O Sexto Maelstrom era o Sinal do Apocalipse.Como a médium suspeitava, havia cidades inteiras na Umbra, hierarquias e demografias próprias. A grande capital, Estígia, estava em ruínas. Joana, por suas habilidades em cura, havia ficado na Umbra Profunda, para ajudar os feridos. De mais a mais, mesmo sendo um Espírito grande na Luz, a boa freira não poderia vencer a barreira que agora se impunha entre a Umbra e o Plano Físico no local onde estava Mayane. Isso deu à moça uma noção muito intensa do poder avassalador que Mirzam teria, mas do qual nada falava, desviando-se de tal tema a cada vez que a oportunidade se apresentava.

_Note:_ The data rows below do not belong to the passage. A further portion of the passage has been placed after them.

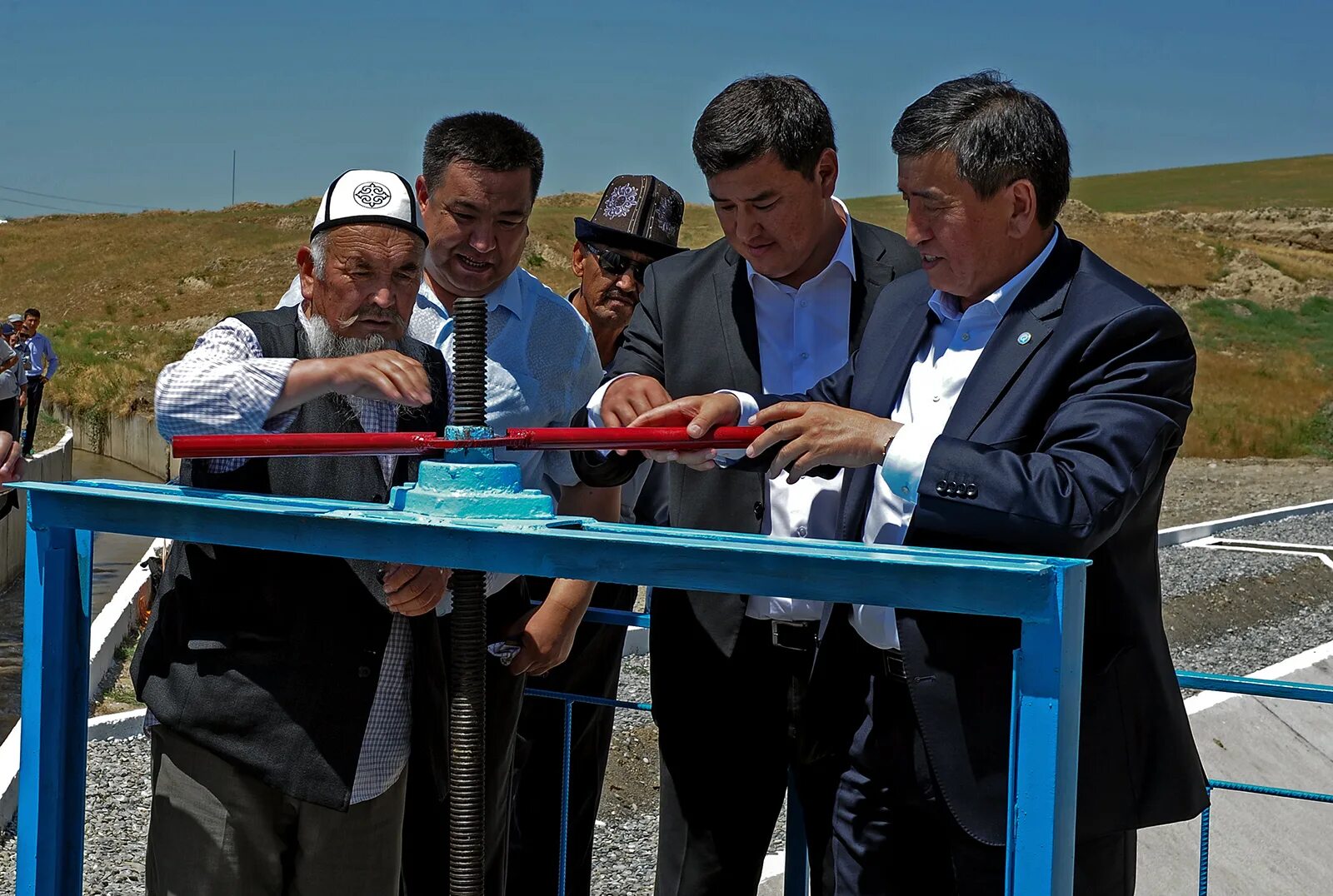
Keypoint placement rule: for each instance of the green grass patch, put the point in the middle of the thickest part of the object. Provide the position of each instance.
(1266, 379)
(1226, 324)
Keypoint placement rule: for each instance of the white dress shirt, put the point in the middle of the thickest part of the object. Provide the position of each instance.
(937, 376)
(803, 337)
(542, 367)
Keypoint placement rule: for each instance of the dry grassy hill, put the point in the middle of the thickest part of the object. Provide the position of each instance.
(1236, 250)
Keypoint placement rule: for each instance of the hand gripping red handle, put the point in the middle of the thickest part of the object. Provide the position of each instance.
(422, 443)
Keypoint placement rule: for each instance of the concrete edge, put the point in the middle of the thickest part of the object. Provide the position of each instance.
(1196, 531)
(108, 631)
(60, 446)
(117, 725)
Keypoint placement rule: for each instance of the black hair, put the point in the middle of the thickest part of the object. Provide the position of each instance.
(484, 139)
(996, 132)
(753, 117)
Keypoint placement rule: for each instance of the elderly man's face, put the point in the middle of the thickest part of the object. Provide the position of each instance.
(477, 223)
(772, 215)
(611, 297)
(966, 241)
(371, 279)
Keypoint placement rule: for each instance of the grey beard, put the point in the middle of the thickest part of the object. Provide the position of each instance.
(324, 343)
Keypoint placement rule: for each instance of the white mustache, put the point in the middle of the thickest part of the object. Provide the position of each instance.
(373, 314)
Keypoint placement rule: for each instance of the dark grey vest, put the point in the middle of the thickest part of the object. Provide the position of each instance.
(271, 659)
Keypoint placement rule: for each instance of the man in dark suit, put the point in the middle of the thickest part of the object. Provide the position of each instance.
(773, 307)
(1019, 395)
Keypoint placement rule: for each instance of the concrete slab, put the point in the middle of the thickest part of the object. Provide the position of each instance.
(1259, 844)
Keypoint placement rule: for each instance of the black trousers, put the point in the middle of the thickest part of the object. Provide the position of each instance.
(35, 388)
(730, 731)
(592, 670)
(426, 820)
(892, 831)
(10, 414)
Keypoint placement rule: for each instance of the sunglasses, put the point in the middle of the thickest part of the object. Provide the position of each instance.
(615, 264)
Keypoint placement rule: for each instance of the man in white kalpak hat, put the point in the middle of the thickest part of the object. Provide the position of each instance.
(280, 685)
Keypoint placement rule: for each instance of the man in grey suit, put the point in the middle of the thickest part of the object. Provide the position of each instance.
(773, 307)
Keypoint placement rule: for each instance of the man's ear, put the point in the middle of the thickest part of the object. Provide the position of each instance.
(306, 264)
(1023, 212)
(826, 172)
(423, 193)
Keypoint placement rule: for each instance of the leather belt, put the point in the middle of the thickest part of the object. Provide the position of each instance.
(893, 665)
(795, 636)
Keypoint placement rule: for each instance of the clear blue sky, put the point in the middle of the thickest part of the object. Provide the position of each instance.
(143, 102)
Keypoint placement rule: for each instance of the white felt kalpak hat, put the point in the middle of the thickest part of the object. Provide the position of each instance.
(367, 197)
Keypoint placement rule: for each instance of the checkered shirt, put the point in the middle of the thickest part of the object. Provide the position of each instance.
(226, 386)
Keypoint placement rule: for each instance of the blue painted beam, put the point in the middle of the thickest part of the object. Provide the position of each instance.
(893, 576)
(1256, 687)
(53, 740)
(1044, 592)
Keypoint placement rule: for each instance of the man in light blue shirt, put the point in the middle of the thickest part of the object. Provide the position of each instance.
(482, 173)
(42, 368)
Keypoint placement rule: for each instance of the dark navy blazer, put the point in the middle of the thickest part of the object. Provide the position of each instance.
(1059, 444)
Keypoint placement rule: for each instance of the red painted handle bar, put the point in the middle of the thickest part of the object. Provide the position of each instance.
(423, 443)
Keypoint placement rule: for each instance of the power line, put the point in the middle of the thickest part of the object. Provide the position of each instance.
(53, 208)
(68, 199)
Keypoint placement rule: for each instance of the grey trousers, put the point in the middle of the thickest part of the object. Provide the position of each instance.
(217, 831)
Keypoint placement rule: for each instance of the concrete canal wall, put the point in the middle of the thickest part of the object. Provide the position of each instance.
(132, 441)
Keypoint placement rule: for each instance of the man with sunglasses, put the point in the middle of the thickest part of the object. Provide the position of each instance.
(637, 223)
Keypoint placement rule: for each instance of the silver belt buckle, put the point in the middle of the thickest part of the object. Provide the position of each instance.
(776, 627)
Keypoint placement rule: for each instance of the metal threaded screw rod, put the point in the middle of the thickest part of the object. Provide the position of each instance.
(468, 635)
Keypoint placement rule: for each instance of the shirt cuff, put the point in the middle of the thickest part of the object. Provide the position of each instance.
(904, 461)
(724, 458)
(595, 401)
(595, 406)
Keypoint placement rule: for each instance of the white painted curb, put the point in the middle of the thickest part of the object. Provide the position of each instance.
(1196, 531)
(108, 631)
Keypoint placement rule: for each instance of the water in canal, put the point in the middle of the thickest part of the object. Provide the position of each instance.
(112, 555)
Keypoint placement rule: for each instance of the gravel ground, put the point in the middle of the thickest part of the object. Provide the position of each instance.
(117, 823)
(1224, 611)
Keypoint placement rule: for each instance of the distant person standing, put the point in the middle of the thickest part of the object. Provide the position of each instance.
(637, 223)
(42, 367)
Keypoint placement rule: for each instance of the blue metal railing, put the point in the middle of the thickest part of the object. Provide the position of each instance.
(796, 867)
(1257, 689)
(1046, 595)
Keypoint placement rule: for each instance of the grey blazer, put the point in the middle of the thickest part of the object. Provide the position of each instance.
(695, 332)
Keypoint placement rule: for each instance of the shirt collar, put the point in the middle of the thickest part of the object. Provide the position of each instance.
(844, 255)
(510, 294)
(999, 301)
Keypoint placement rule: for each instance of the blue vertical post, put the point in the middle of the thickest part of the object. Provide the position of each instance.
(53, 749)
(1044, 749)
(566, 749)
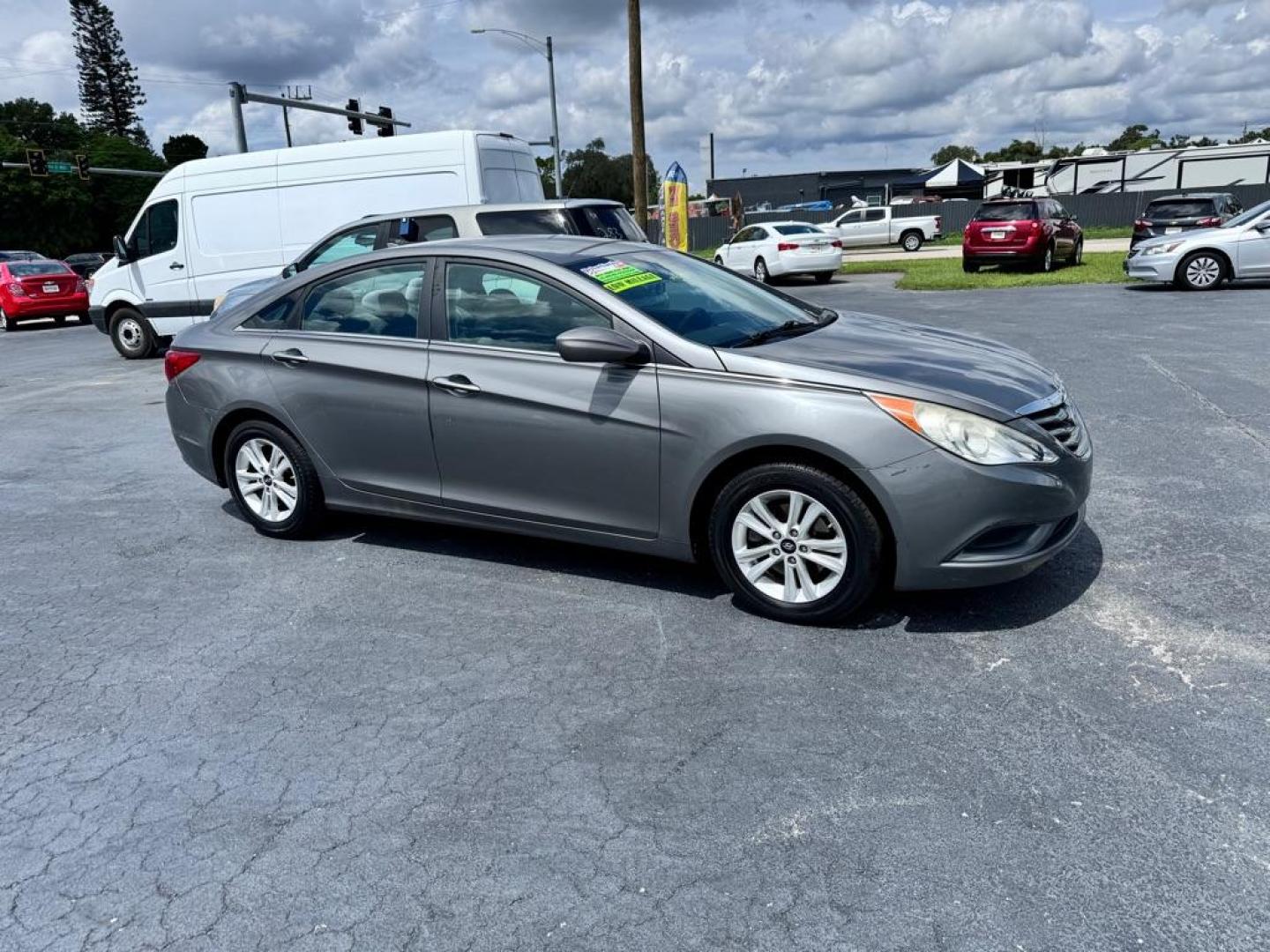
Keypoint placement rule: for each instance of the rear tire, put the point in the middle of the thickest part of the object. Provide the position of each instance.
(837, 554)
(1200, 271)
(131, 334)
(272, 480)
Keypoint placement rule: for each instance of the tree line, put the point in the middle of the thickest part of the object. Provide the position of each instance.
(1137, 136)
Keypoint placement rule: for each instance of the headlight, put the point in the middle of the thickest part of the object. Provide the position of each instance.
(968, 435)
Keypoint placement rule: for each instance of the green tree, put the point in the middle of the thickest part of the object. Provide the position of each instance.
(40, 124)
(109, 93)
(1134, 138)
(946, 153)
(592, 173)
(182, 149)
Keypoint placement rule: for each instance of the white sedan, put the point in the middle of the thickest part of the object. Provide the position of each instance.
(779, 248)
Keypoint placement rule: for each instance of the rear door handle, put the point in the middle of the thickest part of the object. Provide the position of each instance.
(291, 357)
(458, 383)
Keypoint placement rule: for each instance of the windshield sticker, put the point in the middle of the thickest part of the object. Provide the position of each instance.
(619, 276)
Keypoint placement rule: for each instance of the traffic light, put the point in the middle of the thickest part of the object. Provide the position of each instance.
(387, 127)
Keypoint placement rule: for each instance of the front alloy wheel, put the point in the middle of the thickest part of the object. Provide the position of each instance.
(796, 544)
(1200, 271)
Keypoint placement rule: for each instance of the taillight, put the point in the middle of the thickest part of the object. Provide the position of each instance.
(176, 362)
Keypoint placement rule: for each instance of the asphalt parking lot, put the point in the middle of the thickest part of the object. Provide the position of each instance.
(403, 736)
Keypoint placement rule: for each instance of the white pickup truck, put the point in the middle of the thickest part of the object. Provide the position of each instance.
(877, 225)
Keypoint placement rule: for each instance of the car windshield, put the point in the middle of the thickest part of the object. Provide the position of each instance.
(36, 268)
(1189, 208)
(1006, 211)
(1251, 215)
(696, 300)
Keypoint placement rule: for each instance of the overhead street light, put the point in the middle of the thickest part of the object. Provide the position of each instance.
(544, 48)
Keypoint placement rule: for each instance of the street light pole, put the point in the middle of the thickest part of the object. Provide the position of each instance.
(542, 48)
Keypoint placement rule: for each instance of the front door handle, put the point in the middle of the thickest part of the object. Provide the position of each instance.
(458, 385)
(291, 357)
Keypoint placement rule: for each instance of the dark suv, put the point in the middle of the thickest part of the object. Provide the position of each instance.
(1177, 213)
(1036, 233)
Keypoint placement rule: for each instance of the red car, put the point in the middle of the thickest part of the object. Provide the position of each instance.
(1036, 233)
(41, 288)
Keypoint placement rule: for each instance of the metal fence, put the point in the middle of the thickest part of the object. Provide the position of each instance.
(1091, 211)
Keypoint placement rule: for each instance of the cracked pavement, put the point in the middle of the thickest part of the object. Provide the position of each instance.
(403, 736)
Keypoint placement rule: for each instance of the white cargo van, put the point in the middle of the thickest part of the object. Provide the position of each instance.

Os seus outros companheiros espirituais, o cavaleiro lamentava revelar, mas haviam sido tragados pelo
Oblivion enquanto trabalhavam heroicamente para ajudar Estígia.
- O Oblivion é o Fim. É uma morte inescapável. A alma deixa de pertencer à Existência. Em qualquer plano, em qualquer tempo, jamais voltarão a estar em qualquer lugar. - ele tocou a mão da médium levemente e um calor confortável tingiu o coração da moça -
Entretanto... Agora eu estou aqui, Mayane.
OFF: Mayane está desmaiada, mas as postagens do
@Nazamura estão liberadas, na conversam com Mirzam em Tel'aran'rhiod.
Mayane perdeu
quatro níveis de Vitalidade e está
ferida gravemente. O mergulho na piscina poderia ter matado a personagem, mas o ataque da piscina resultou em apenas 1 nível extra de dano além dos 3 iniciais fixos.
Trívia: Mirzam é o nome da Delta de Cão Maior.